Here's an example of how to find the pairwise sample sizes among the columns of a matrix. If you want to apply it to (certain) numeric columns of a data frame, combine them accordingly, coerce the resulting object to matrix and apply the function.
# Example matrix:
xx <- rnorm(3000)
# Generate some NAs
vv <- sample(3000, 200)
xx[vv] <- NA
# reshape to a matrix
dd <- matrix(xx, ncol = 3)
# find the number of NAs per column
apply(dd, 2, function(x) sum(is.na(x)))
# tack on some column names
colnames(dd) <- paste0("x", seq(3))
# Function to find the number of pairwise complete observations
# among all pairs of columns in a matrix. It returns a data frame
# whose first two columns comprise all column pairs
pairwiseN <- function(mat)
{
u <- if(is.null(colnames(mat))) paste0("x", seq_len(ncol(mat))) else colnames(mat)
h <- expand.grid(x = u, y = u)
f <- function(x, y)
sum(apply(mat[, c(x, y)], 1, function(z) !any(is.na(z))))
h$n <- mapply(f, h[, 1], h[, 2])
h
}
# Call it
pairwiseN(dd)
The function can easily be improved; for example, you could set h <- expand.grid(x = u[-1], y = u[-length(u)]) to cut down on the number of calculations, you could return an n x n matrix instead of a three-column data frame, etc.

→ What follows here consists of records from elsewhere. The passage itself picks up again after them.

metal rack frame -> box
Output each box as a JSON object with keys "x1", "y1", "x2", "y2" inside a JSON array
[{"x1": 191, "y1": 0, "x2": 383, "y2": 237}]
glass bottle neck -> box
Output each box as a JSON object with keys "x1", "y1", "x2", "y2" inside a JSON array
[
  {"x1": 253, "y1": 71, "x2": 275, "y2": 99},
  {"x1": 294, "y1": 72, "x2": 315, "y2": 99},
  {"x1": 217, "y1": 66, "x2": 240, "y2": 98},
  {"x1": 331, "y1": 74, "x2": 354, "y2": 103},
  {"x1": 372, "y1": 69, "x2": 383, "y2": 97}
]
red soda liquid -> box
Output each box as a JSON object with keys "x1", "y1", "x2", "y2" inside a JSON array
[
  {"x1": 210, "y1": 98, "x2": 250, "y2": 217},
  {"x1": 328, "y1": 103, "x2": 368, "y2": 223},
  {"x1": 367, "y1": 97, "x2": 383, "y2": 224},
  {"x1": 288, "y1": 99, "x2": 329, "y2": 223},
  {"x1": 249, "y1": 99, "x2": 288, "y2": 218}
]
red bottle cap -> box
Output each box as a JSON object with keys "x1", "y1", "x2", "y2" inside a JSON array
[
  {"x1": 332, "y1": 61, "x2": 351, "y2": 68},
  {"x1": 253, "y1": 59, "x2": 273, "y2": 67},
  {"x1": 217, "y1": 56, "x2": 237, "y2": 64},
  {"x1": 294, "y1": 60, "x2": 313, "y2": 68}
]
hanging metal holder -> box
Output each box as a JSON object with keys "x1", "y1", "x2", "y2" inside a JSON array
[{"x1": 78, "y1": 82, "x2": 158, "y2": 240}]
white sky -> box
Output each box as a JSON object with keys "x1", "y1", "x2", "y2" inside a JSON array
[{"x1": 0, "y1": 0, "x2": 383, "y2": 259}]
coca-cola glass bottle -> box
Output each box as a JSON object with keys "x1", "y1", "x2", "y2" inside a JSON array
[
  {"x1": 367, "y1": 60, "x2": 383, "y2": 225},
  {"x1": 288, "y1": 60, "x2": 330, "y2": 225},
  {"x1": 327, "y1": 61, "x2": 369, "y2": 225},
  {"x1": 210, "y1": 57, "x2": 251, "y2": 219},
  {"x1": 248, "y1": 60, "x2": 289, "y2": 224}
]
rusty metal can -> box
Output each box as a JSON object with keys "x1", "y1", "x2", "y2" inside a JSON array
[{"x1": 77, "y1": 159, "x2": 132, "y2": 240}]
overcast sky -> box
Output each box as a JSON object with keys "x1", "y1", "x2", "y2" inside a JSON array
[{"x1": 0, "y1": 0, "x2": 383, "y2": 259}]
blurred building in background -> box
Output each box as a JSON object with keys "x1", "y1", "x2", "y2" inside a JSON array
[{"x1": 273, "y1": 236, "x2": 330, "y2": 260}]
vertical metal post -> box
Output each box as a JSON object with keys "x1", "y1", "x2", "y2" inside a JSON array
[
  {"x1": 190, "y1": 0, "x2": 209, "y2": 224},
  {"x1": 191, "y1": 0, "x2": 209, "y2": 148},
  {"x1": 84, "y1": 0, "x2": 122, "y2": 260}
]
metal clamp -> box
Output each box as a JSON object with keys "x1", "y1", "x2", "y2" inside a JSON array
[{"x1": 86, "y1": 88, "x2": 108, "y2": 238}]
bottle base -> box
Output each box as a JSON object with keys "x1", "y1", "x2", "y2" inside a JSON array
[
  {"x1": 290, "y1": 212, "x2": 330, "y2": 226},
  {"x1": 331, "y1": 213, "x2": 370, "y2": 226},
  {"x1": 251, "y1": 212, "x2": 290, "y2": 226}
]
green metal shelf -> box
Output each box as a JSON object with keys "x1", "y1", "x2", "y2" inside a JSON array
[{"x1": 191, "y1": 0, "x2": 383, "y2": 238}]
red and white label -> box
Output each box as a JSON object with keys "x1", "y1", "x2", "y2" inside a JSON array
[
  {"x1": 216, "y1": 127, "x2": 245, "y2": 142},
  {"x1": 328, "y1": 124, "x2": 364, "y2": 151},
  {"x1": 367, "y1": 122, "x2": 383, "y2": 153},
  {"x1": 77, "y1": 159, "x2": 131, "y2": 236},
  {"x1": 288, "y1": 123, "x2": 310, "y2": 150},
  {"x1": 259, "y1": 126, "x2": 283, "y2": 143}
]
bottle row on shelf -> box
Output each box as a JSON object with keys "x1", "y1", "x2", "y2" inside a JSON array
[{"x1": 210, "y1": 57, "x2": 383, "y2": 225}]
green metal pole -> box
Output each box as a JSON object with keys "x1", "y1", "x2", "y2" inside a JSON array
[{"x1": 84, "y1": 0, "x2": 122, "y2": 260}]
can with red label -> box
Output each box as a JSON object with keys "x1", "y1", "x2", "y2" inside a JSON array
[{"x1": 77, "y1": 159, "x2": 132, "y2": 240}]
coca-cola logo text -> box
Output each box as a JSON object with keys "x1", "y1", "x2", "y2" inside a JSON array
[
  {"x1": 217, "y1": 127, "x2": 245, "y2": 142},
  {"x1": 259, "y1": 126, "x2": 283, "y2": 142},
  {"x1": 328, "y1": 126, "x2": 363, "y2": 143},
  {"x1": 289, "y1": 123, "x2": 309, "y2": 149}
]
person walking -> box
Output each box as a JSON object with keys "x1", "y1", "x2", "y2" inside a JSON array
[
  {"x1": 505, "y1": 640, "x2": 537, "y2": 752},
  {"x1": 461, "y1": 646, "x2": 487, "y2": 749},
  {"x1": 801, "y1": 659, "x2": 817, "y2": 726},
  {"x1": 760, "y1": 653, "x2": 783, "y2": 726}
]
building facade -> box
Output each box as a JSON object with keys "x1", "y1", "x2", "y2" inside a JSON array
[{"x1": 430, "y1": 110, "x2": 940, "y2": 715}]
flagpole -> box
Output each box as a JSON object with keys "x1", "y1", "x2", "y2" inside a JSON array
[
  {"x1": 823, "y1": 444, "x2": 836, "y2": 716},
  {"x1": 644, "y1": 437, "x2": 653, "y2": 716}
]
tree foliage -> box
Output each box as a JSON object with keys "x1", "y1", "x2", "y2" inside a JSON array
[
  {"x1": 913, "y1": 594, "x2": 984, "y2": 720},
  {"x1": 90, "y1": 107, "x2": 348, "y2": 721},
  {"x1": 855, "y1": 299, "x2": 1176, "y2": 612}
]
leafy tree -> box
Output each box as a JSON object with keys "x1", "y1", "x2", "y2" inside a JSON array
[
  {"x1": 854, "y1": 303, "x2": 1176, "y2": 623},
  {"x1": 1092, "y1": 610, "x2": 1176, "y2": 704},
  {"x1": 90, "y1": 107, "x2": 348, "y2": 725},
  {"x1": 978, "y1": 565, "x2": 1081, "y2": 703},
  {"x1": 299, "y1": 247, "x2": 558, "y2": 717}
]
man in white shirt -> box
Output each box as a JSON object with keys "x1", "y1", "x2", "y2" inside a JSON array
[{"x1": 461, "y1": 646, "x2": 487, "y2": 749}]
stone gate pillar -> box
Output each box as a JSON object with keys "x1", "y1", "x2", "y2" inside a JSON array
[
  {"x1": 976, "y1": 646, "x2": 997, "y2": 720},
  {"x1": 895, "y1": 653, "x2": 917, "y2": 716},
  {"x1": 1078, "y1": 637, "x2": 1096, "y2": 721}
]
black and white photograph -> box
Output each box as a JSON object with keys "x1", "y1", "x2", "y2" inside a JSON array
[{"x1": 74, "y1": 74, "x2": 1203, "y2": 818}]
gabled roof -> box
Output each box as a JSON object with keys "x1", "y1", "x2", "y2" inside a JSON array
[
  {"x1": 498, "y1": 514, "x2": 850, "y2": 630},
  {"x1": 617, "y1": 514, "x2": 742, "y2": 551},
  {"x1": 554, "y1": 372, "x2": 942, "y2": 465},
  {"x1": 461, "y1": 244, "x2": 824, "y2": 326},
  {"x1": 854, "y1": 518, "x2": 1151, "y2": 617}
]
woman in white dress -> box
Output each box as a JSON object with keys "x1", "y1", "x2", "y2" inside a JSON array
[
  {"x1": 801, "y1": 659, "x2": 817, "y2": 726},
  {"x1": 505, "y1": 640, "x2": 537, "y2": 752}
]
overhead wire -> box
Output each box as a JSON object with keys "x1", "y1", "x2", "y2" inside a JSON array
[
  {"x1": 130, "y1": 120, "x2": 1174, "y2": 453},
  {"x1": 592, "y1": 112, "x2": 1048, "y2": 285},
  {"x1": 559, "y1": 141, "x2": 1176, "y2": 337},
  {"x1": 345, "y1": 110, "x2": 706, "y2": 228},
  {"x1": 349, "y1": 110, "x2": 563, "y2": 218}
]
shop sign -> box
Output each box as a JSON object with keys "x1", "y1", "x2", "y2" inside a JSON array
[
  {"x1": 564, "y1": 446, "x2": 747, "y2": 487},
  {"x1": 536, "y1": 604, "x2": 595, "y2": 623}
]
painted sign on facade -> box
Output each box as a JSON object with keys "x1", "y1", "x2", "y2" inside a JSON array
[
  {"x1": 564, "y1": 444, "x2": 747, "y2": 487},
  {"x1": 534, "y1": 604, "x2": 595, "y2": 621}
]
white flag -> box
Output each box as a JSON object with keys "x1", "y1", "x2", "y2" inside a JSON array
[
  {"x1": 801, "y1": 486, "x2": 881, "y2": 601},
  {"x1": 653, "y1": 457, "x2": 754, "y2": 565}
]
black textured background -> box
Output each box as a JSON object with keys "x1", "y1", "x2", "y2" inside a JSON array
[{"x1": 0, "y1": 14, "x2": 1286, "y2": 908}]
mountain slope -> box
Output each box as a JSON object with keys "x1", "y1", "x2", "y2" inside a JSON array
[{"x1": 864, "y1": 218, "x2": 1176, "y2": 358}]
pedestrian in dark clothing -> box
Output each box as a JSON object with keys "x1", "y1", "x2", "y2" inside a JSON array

Here is a for-loop implementation of Dennis' function above to output an n x n matrix rather than have to pivot_wide() that result. On my databricks cluster it cut the compute time for 1865 row x 69 column matrix down from 2.5 - 3 minutes to 30-40 seconds.
Thanks for your answer Dennis, this helped me with my work.
pairwise_nxn <- function(mat)
{
cols <- if(is.null(colnames(mat))) paste0("x", seq_len(ncol(mat))) else colnames(mat)
nn <- data.frame(matrix(nrow = length(cols), ncol = length(cols)))
rownames(nn) <- colnames(nn) <- cols
f <- function(x, y)
sum(apply(mat[, c(x, y)], 1, function(z) !any(is.na(z))))
for (i in 1:nrow(nn))
for (j in 1:ncol(nn))
nn[i,j] <- f(rownames(nn)[i], colnames(nn)[j])
nn
}
If your variables are vectors named a and b, would something like sum(is.na(a) | is.na(b)) help you?